Here are five top trends in deduplication:
1. Software Rather than Appliances
The standard for many years was to buy two deduplication appliances — one as a backup copy, which could replicate copied data to the other box.
This solution certainly has value, but it can prove to be clunky as data volumes rise. When that happens, restores can be slow, and costs can spiral upwards.
Some deduplication is now software-only, avoiding the need for pre-built appliances. Such software can run on virtual machines. Hardware solutions continue to exist, too, and have valid applications.
2. Flexibility
An argument raged for years as to where and how best to accomplish data deduplication. Some said it had to be done at the source, and some said it was better to do it at the target. Similarly, some insisted it should be done inline, while others said it should be done offline. There are tradeoffs for each approach.
Modern duplication systems have evolved that allow the user to select the type of deduplication that best meets organizational requirements. Products are available that give choices such as inline, concurrent, or post-process deduplication.
“If your focus is on the storage or backup, the locational preference for compression and deduplication will be at the target,” said Greg Schulz, an analyst at StorageIO Group.

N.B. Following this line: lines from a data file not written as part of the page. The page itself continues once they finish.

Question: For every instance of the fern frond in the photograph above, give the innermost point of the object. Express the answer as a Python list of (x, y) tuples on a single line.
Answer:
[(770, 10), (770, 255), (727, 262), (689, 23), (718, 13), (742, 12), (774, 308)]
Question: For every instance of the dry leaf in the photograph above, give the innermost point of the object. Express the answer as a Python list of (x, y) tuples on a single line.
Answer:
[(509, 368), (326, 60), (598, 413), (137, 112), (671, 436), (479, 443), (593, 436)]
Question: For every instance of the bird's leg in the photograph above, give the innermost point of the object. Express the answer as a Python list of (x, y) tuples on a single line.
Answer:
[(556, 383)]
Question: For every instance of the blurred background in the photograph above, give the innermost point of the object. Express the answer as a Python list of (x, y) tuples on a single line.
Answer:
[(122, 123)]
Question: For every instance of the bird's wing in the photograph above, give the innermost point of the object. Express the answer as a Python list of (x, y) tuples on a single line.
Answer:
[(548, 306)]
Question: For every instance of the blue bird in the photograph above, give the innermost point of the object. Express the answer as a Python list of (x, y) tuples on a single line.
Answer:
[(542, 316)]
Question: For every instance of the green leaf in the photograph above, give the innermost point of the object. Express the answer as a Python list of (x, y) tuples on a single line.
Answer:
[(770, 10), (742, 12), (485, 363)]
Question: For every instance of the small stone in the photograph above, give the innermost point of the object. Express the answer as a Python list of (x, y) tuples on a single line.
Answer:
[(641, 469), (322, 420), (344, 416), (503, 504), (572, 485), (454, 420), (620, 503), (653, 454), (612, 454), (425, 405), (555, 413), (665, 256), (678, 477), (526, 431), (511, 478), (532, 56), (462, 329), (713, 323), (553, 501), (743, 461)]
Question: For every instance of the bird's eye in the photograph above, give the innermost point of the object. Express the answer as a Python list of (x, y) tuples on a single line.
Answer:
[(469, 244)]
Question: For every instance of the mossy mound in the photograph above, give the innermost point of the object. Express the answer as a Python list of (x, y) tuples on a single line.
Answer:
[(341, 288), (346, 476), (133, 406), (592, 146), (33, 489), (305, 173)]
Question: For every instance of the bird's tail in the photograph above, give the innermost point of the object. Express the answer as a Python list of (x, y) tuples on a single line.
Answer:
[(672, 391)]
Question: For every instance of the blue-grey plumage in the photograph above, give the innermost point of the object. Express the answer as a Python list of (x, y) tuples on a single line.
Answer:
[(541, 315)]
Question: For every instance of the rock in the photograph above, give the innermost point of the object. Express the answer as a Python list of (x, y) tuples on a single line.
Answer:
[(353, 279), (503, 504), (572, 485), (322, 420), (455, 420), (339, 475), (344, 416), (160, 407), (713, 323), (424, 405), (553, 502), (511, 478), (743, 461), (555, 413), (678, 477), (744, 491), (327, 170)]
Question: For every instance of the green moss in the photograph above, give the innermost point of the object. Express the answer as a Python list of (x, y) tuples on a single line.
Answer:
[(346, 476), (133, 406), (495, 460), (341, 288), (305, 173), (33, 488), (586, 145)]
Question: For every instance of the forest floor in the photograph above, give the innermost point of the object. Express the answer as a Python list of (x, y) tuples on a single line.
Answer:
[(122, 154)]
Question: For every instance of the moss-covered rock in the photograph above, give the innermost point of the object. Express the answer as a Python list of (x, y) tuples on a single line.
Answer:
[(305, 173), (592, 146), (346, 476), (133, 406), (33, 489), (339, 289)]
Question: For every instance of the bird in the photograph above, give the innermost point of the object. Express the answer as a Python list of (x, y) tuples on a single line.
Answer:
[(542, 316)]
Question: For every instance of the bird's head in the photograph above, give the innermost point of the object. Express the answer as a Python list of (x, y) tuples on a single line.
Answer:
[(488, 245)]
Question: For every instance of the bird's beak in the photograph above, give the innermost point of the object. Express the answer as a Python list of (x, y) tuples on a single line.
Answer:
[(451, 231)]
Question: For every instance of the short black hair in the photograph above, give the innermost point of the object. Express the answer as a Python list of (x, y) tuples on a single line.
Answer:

Inline deduplication helps to minimize storage requirements and tends to be most suitable for smaller storage configurations as well as replication environments. Concurrent deduplication doesn’t have to wait for backup jobs to complete. Post-process, or offline, deduplication decouples dedupe from any backup processes. Backup data is written to temporary disk space prior to deduplication. This is a good way to shorten backup speeds, as they are unaffected by deduplication workloads.
But as data sets grow larger, storage admins are challenged with silos that make it difficult to store and manage data.

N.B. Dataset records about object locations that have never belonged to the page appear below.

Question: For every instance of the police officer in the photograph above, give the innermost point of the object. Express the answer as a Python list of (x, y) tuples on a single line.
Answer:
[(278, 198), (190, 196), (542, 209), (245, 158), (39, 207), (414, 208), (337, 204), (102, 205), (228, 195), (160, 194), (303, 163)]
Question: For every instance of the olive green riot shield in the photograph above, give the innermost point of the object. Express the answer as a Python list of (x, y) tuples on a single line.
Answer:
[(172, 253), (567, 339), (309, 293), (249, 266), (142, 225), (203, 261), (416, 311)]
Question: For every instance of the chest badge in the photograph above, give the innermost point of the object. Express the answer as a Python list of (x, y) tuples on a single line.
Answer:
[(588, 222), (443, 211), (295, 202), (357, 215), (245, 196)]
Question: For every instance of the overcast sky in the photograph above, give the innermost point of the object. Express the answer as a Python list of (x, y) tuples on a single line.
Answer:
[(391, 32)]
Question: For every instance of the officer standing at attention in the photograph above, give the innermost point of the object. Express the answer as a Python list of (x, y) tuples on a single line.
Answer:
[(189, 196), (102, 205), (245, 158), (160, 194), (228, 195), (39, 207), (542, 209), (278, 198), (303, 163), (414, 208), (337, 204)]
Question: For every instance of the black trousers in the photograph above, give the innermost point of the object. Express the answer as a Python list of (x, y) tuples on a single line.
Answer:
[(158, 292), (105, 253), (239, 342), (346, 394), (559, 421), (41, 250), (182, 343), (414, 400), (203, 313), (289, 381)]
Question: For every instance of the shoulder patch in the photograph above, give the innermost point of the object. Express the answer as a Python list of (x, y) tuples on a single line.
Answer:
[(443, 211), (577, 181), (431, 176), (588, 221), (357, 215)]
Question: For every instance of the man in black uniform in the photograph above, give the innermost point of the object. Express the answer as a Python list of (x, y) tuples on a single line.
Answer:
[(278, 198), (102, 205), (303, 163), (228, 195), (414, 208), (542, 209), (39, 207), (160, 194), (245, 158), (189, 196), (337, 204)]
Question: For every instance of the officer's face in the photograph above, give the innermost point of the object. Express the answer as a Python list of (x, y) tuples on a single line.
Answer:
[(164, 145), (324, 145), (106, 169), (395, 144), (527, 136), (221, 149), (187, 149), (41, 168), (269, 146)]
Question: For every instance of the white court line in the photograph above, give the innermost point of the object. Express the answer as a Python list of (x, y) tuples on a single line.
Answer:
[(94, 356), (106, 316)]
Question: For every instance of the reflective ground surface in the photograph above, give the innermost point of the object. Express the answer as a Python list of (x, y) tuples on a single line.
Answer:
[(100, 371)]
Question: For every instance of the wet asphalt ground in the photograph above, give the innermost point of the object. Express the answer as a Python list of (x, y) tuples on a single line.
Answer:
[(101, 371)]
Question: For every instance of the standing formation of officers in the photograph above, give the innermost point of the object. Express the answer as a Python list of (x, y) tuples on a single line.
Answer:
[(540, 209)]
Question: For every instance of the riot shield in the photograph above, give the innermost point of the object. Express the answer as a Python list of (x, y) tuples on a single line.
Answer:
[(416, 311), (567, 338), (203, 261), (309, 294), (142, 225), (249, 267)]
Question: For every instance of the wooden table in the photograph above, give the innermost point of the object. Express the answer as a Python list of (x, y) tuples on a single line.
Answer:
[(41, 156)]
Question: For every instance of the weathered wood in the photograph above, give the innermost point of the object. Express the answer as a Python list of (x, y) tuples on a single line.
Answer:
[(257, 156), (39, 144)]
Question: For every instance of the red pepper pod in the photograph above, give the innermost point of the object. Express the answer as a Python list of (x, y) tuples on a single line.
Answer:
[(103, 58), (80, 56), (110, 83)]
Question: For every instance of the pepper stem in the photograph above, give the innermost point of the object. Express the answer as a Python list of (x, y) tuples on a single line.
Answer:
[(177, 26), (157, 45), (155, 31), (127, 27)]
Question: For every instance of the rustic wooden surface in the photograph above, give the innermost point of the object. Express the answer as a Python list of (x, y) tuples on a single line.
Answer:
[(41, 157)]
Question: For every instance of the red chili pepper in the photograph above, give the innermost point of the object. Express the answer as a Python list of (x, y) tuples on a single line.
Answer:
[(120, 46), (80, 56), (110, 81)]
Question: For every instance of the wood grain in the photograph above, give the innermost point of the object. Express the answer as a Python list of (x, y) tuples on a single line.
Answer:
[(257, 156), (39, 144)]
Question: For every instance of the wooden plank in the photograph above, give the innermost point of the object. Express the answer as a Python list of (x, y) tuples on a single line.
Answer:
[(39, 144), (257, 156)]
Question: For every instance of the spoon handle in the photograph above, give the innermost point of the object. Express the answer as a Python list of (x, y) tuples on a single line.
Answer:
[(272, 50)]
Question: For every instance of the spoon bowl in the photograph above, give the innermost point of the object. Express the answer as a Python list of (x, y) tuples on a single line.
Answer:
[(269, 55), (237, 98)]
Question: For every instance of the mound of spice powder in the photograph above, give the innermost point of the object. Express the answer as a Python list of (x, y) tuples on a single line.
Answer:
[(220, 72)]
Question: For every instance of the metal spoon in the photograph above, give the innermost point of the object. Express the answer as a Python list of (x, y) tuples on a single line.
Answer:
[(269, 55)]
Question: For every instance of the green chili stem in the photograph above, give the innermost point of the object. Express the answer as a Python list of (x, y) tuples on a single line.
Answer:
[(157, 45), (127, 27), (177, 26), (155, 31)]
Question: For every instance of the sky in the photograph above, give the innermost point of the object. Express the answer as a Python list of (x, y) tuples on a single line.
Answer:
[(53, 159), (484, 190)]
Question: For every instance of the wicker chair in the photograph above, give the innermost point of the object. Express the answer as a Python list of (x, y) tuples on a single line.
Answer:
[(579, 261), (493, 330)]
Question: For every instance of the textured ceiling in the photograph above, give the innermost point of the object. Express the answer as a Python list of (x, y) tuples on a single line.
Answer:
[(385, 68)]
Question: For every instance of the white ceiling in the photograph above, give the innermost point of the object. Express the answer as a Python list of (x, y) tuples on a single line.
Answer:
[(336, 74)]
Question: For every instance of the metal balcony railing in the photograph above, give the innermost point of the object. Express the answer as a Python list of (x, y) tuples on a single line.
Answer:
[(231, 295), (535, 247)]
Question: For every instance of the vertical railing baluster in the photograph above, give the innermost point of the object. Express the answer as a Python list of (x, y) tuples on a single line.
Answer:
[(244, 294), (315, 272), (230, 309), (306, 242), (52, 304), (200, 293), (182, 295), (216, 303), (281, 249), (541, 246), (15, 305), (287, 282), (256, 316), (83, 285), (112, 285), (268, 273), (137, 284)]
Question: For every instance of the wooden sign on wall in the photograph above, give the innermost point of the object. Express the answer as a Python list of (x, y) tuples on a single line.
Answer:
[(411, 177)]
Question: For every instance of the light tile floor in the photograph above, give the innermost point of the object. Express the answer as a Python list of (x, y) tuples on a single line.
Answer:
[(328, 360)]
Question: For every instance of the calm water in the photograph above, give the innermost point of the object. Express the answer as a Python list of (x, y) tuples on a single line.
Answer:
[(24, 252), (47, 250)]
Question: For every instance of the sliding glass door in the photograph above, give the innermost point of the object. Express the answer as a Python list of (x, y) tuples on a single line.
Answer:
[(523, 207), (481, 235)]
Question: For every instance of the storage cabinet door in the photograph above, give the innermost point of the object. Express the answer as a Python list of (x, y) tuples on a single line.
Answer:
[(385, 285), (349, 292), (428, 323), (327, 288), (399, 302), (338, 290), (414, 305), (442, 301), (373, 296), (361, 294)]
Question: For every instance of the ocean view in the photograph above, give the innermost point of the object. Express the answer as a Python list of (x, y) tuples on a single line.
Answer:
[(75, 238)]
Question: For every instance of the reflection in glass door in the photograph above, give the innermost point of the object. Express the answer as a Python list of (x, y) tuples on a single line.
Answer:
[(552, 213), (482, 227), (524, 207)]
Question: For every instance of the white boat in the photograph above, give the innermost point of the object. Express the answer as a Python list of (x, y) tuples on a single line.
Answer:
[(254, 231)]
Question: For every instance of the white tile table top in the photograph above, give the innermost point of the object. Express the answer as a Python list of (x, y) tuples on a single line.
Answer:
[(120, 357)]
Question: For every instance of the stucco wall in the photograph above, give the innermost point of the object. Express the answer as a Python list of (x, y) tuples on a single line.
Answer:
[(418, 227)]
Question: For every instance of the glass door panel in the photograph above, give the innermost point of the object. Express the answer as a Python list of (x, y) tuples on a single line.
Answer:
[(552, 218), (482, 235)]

A Reed Solomon data layout technique and data lake provides customers a petabyte-scale capacity with high-speed inline deduplication and compression of data to eliminate duplicates. More speed may be needed and inline deduplication may be the answer.

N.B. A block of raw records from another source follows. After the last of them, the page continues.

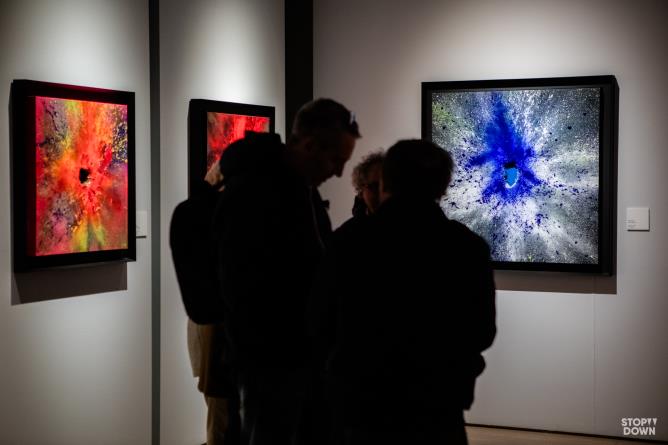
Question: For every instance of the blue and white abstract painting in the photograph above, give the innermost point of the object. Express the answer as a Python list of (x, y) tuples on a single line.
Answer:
[(527, 170)]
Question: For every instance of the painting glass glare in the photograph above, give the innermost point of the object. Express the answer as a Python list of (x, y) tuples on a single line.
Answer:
[(527, 169), (81, 173)]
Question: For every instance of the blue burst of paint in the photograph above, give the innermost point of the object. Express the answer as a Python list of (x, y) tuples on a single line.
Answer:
[(509, 154)]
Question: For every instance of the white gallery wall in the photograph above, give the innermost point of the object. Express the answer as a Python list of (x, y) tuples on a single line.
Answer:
[(230, 50), (573, 353), (75, 344)]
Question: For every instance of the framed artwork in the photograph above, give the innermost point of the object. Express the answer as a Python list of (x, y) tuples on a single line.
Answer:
[(214, 125), (535, 167), (73, 175)]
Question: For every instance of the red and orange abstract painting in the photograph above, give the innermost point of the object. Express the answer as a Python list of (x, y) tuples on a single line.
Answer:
[(224, 128), (81, 175)]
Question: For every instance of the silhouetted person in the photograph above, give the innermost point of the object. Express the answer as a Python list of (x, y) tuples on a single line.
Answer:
[(366, 181), (272, 225), (403, 308)]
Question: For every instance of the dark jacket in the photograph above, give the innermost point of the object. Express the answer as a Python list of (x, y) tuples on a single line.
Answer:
[(270, 228), (403, 307)]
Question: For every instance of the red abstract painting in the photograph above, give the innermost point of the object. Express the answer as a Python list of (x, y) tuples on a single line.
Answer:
[(224, 128), (81, 176)]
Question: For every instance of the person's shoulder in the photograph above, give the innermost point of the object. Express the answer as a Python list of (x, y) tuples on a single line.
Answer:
[(352, 231)]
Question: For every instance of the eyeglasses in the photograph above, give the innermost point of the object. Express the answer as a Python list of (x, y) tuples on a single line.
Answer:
[(373, 186)]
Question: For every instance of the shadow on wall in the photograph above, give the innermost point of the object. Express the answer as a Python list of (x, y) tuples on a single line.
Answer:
[(555, 282), (52, 284)]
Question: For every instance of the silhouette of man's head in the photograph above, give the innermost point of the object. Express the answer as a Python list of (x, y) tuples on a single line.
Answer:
[(322, 140), (416, 168)]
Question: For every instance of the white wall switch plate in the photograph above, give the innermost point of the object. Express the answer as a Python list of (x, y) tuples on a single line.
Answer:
[(142, 224), (637, 218)]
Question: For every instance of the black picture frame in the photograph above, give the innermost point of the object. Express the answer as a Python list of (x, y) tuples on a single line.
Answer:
[(23, 133), (608, 96), (197, 130)]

“Inline deduplication delivers great benefits to reduce the space usage on disk,” said Brian Henderson, director of product marketing for unstructured data storage at Dell Technologies.
“The combination of inline compression, inline deduplication, and post-process deduplication on a wider pool of storage helps lower storage costs, while increasing storage efficiency.”
3. Global Deduplication
As noted, deduplication used to be about transferring data between two boxes and comparing one to the other. Modern systems can now perform the same function globally.
Falconstor, for example, provides high-performance backup and recovery that includes deduplication to shorten backup windows, optimize capacity, reduce storage costs, and minimize WAN requirements. Its StorSafe product receives backups from many sources, then chunks, hashes, and reduces them, so it can store them cheaply on-premises or in cloud object storage.
“Only globally unique blocks of data are replicated,” said Chris Cummings, VP of marketing at FalconStor.
“Global deduplication ensures that redundant data from remote offices is eliminated prior to replicating to the central repository, minimizing space requirements.”
4. Sub-File Deduplication
Deduplication can take place at the file and the sub-file level. In some systems, single-instance storage (SIS) is done where complete files are compared. Thus, if a minor modification is made, the entire file has to be stored again.
Sub-file or block-based deduplication raises efficiency, as data is broken into sub-blocks and assigned an identification key. If two identical hash keys are identified, the blocks are identical.
Once it is determined that a block of data already exists in the deduplication repository, the block is replaced with a pointer linking the new sub-block to the existing block in the repository.
5. Capacity-Based Pricing Should Be Avoided
Some current services base their pricing on data volumes as well as the modeling of deduplication rates, since the amount of data reduction achieved by eliminating duplicate files, which can be 20:1 or higher in some cases, can be expensive.
“Anyone attempting to measure data volumes and deduplication modeling for each customer will tie up IT resources and eat into profits,” said Cummings with FalconStor.
“The best approach is to find a fixed low price per month.”